Through the years, The Mellman Group has earned a reputation as the most methodologically sophisticated political research firm on the Democratic side. This reputation is due in no small part to the sophisticated techniques we employ in analyzing survey data, including regression analysis, other forms of multivariate modeling, conjoint analysis, and experimental designs, among others. Suffice it to say that it is this methodological sophistication that brings most clients to us and allows us to assist them in designing the most powerful messages possible.
Our Research-Based Approach Sharpens Your Message And Your Strategic Focus
Some pollsters base their findings on what people tell them. Putting aside any thoughts one might have about the public’s honesty, years of research in psychology demonstrate that people are very poor reporters of their own decision making processes. Respondents will have an answer because they have been asked a question, but that answer does not necessarily reflect their real thought processes. At The Mellman Group, we start from the assumption that voters cannot tell us directly how they think. This requires us to use sophisticated techniques designed to uncover the structure of voters’ decision making processes.
For instance, Logit and Probit Analysis (variants of regression analysis) allow us to determine the relative impact of any perception held by respondents on public choice.
For example, in our political work, we can use these techniques to accurately predict whether being seen as a strong leader or a good fiscal manager has a greater impact on the vote. The relative importance of these two items, as well as the twenty to thirty others we may test in a survey, vary from race to race. Using Logit and Probit modeling we can concentrate our efforts on the two or three most important perceptions that drive vote choice. We use similar techniques to investigate product choice.

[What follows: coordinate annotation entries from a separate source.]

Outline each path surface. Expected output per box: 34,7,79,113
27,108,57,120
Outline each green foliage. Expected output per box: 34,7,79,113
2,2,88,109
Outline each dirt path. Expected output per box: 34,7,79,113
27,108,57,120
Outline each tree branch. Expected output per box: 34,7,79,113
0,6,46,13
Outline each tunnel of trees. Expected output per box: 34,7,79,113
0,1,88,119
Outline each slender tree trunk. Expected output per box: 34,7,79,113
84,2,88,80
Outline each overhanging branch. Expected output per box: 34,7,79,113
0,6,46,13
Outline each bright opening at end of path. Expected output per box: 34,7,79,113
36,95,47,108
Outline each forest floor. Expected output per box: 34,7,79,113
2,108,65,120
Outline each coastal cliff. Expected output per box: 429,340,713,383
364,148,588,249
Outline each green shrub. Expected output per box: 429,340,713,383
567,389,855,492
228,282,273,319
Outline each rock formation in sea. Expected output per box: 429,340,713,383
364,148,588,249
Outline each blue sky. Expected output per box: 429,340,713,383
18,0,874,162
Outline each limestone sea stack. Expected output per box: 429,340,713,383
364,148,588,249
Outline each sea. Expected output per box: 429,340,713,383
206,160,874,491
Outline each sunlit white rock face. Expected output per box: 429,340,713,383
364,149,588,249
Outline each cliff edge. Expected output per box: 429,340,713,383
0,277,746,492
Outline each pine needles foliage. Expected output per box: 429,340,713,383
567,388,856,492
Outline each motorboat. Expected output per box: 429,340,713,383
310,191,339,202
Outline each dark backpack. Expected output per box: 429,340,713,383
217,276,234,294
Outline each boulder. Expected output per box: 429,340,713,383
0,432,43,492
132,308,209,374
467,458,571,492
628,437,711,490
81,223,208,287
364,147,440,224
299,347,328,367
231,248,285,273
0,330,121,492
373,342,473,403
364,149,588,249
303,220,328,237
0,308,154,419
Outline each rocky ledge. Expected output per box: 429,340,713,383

Another example of the sophisticated techniques at your disposal is split sample simulation. This technique involves creating experimental groups from among our survey respondents to test the differential impact of possible messages. In essence, we create a “Psych 101” experiment within the survey. Respondents are randomly assigned to different groups, which are exposed to different possible messages. Split sample simulation allows us to compare the actual reactions of voters and consumers to various messages. Instead of asking respondents how they would react to various possible messages, we can see how they actually do react.